I was asked, but, alas, couldn't make it. 

This is still 'olds' rather than news: I've got some other posts to make about Hodgsonian projects people told me about when I was buried with other problems.

 

I have posted Carole Carmen's excellent story "The Seeker" in The Last Redoubt section.

I still haven't managed to track down Ms. Carmen. I'm still trying.

Intro page of Carnacki, Recorder of Things Strange

M.S. Corley is working on a comic called Carnacki, Recorder of Things Strange. He's planning to release the first volume later this year. It looks quite good (obviously).

John Linwood Grant has a new post on Carnacki at Grey Dog Tales which gives a good list of the new Carnacki stories published; and he also discusses Thomas Carnacki as a character with more human weakness than one commonly finds in the occult detective genre.

 

If I posted very much about H.P. Lovecraft, I could easily drown the weaker William Hope Hodgson signal. Nevertheless, most fans of Mr. Hodgson are also interested in Mr. Lovecraft's work.

Considering the sort of discussion that used to take place on the Night Speech bulletin board, I think some of you will appreciate Fred Lubnow's Lovecraftian Science blog, in which he frequently considers Mr. Lovecraft's works from a scientific point of view.

He has published The Journal of Lovecraftian Science, Volume 1 in paperback and ebook format, and is presently preparing Volume 2.

Grey Dog Tales has an interview with actor Dan Starkey, who's recently given an audio performance as Carnacki.

Previous articles over there this month concern Lovecraftianian fiction and more amusing canine material.

Oldstyle Tales Press are publishing an annual anthology of horror, ghost stories and weird fiction called The Yellow Booke. You can download the PDFs for free, or buy the books at Amazon. There are two volumes available, for 2014 and 2015.

Volume II (the 2015 book) has a Carnacki story by Taral Wayne. I'm posting before I've had a chance to read it, but the opening looks promising and I'm looking forward to it.

John Linwood Grant of Grey Dog Tales has finished up a month-long celebration of William Hope Hodgson with several posts of interest.

The Writer on the Borderland 9: An Editor Calls has, among other things:

  • A link to Alfred Hitchcock's production of Mr. Hodgson's sea horror story "A Voice in the Night";
  • Links and reproduced critical material;
  • A reprint of James Bojaciuk's essay "A Concluding Oink", from Sargasso: The Journal of William Hope Hodgson Studies No. 2, discussing the Hog (from the Carnacki story) and the swine-things from The House on the Borderland.

The Writer on the Borderland 10: He's Alive, Jim includes:

  • "The Strange Case of the Books in the Night", an essay by Sam Gafford explaining how H. C. Koenig's efforts prevented Mr. Hodgson's work from being forgotten. (Mr.

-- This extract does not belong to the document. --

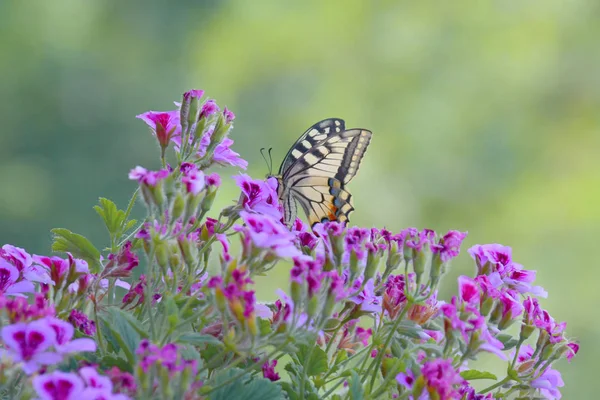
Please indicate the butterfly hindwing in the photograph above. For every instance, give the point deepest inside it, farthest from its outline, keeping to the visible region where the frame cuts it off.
(324, 200)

Koenig is mentioned in H. P. Lovecraft's letters for loaning Mr. Hodgson's books.)
  • Another essay by Mr. Bojaciuk discussing the identity of Thomas Carnacki's father.

William Hope Hodgson 11: Critical Voices includes:

  • An interesting interview with Sam Gafford

The Writer on the Borderland 12: All Hallows' Exhaustion includes:

  • A link to three Carnacki audiobooks narrated by David Ian Davies and published by Blackstone Audio.

Blackstone Audio has another Carnacki story and The Night Land too, for surprisingly affordable prices.

Grey Dog Tales also has a gallery of cover art for Mr. Hodgson's works, and in many cases, his photos are of less-beat-up books than ours are.

Incidentally, Mr. Grant's longdog posts are frequently hilarious.